Located about 150 miles northeast of Tokyo, the plant's cooling systems were first shaken by a magnitude-9.0 earthquake and then swamped by a massive tsunami on March 11. The one-two combination led to explosions and meltdowns of three of the six nuclear reactors at the plant. During the chaperoned visit, the reactor buildings were still surrounded by broken-down trucks, dented water tanks, and twisted metal fences, Reuters reported.
Even so, Masao Yoshida, manager of the Fukushima Daiichi plant, told the visiting journalists Saturday, From the data at the plant that I have seen, there is no doubt that the reactors have been stabilized.
The Tokyo Electric Power Co. has reportedly succeeded in bringing down temperatures at all three damaged reactors from levels considered dangerous, allowing Tepco workers to enter the reactor buildings. According to Yoshida, however, there is still danger involved for those working there.

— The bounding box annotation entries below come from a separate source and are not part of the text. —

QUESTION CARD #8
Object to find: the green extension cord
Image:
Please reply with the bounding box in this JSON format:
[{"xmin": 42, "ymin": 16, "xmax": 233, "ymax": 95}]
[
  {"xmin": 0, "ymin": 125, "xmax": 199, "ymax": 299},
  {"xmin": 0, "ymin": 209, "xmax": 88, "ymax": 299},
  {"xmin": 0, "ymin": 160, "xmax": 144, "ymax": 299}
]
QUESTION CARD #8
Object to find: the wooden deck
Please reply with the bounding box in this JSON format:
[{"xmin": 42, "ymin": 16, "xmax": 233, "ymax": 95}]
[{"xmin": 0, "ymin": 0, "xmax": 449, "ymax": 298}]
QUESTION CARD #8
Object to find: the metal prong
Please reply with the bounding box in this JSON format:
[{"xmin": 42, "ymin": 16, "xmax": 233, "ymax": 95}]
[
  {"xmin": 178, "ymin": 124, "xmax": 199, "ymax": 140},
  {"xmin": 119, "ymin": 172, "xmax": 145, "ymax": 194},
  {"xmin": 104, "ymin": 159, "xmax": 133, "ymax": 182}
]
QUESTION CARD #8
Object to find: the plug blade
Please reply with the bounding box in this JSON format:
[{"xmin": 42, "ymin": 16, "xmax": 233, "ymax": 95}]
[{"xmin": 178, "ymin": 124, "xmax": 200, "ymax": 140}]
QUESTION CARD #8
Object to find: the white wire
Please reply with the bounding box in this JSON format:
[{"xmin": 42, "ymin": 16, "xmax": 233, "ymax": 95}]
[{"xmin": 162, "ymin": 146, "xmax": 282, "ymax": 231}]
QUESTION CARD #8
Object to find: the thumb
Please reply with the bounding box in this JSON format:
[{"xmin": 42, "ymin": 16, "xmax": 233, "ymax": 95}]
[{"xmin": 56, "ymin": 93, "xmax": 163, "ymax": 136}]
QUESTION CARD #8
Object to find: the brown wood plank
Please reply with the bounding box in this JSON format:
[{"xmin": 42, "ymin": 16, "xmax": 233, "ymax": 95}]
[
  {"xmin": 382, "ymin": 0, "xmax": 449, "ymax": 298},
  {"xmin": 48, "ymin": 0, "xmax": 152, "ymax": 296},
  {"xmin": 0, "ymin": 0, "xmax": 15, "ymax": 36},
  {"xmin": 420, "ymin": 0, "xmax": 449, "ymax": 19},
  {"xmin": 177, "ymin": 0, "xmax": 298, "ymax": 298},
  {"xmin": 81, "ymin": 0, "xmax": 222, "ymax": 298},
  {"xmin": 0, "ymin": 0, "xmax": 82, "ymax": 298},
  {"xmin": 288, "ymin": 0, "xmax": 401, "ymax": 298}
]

The triple disaster in March killed an estimated 20,000 people. And the accident at the Fukushima Daiichi plant is the worst nuclear mishap since the Chernobyl event in the former Soviet Union 25 years ago. The accident forced the Japanese government to declare an evacuation zone with a 12-mile radius around the plant that led to an estimated 80,000 residents being evacuated.
Nevertheless, government officials appear happy with the progress made so far.
I think it's remarkable that we've come this far, The Guardian of London quoted Goshi Hosono, the environment minister, as saying, The situation at the beginning was extremely severe. At least we can say we have overcome the worst.
Every time I come back, I feel conditions have improved. This is due to your hard work, Hosono told workers at the plant.
Tepco believes it will be able to declare a cold shutdown by the end of the year. A cold shutdown is one of the conditions that must be met before the government considers lifting its ban on entry into the area.
According to a government report released this month, the decommissioning of Fukushima Daiichi could take 30 or more years.